Abstract

After the collapse of communist rule, scholars of Russia looked forward to reading in personal diaries ‘what Soviet citizens really thought’ about a regime that allowed so little space for the private world. Diaries appeared to promise access to the ‘inner man and woman’ and to confirm once and for all the dreams and aspirations of Soviet citizens. Surely the Soviet diarist would turn out to be a desk-drawer dissident, criticising the Soviet order and preserving a personal authenticity that chimed with Western liberal notions of the free personality?The answers turned out to be quite different, and a debate over ‘Soviet subjectivity’ continues to draw upon diaries as fruitful sources that uncover a range of allegiances and conceptions of the self. Many had a ‘revolution on their mind’, but some refused to ‘speak Bolshevik’ on the page. After discussing the theoretical approaches to reading Russian and Soviet diaries, the chapter explores the range of interpretations that historians have applied to diaries and the opportunities still available in the study of this emerging category of source material.

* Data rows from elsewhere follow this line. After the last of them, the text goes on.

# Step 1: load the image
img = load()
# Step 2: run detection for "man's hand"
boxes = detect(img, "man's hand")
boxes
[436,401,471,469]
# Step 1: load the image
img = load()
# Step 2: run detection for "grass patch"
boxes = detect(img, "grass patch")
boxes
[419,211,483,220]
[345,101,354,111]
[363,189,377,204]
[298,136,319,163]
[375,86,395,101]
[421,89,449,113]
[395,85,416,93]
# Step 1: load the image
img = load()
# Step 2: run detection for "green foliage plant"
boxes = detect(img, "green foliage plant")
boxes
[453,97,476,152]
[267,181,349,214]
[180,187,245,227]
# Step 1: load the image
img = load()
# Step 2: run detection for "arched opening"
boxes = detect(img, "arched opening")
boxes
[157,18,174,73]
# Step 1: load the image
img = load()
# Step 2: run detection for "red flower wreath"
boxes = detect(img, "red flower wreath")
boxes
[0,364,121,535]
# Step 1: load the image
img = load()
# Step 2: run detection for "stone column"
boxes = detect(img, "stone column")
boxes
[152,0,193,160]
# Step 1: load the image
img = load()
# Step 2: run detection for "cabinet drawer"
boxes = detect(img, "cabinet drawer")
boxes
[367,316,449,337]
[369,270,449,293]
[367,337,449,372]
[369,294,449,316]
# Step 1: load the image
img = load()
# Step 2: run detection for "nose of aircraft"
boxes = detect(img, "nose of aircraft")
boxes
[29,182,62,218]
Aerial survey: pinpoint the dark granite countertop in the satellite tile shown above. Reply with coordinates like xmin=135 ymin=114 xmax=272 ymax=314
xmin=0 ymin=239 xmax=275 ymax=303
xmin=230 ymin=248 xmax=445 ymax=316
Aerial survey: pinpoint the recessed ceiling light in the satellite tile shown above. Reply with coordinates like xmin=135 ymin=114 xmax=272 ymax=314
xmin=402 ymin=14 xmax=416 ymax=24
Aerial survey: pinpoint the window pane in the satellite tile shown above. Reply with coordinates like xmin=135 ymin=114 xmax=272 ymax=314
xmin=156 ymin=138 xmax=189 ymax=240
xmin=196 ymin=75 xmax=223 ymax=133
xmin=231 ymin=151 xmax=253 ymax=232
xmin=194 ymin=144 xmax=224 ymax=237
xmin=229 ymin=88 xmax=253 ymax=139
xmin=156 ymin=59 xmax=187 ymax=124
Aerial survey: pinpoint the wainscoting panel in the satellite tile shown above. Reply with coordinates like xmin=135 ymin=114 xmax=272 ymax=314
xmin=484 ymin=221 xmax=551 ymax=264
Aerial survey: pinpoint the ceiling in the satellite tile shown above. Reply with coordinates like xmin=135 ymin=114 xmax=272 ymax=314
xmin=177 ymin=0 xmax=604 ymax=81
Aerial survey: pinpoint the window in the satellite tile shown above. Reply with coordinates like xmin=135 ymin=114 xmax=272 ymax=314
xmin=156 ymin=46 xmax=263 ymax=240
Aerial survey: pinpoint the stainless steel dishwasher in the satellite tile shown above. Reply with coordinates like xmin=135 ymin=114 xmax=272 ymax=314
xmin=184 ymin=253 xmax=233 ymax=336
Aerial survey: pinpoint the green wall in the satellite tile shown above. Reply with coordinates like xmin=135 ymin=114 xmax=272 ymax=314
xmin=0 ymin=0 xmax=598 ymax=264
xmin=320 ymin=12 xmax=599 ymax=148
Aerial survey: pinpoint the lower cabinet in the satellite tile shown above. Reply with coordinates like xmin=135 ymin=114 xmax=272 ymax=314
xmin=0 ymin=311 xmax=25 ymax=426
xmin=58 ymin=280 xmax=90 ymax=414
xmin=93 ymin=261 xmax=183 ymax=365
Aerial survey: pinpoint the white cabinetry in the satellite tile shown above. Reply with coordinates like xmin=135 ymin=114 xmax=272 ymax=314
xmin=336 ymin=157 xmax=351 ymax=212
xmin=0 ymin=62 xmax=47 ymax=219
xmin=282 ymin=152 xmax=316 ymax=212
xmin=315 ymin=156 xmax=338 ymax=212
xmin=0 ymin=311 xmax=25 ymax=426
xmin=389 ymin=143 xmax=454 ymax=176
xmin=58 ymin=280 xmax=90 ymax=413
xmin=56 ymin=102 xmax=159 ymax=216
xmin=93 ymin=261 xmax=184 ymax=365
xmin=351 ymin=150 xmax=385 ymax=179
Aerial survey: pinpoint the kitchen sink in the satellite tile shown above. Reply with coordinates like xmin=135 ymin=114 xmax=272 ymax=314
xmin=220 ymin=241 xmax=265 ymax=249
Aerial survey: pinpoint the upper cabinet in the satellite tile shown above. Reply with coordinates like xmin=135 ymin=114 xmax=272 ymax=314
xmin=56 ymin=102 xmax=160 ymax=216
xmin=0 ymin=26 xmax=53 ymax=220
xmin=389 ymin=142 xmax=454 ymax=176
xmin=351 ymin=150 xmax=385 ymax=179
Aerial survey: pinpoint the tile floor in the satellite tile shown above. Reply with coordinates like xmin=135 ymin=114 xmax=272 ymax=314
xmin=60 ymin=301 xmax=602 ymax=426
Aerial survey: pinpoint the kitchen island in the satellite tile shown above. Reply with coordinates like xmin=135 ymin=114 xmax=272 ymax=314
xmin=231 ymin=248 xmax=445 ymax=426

Problems of working with diaries include aspects of provenance, authenticity and integrity, and the question of rights to quote and publish; but they also include the much thornier questions of case-selection and ‘representativeness’. The chapter uses the example of the homosexual singer song-writer Vadim Kozin’s 1955–6 diary to illustrate these issues and suggest new approaches to reading Soviet diaries.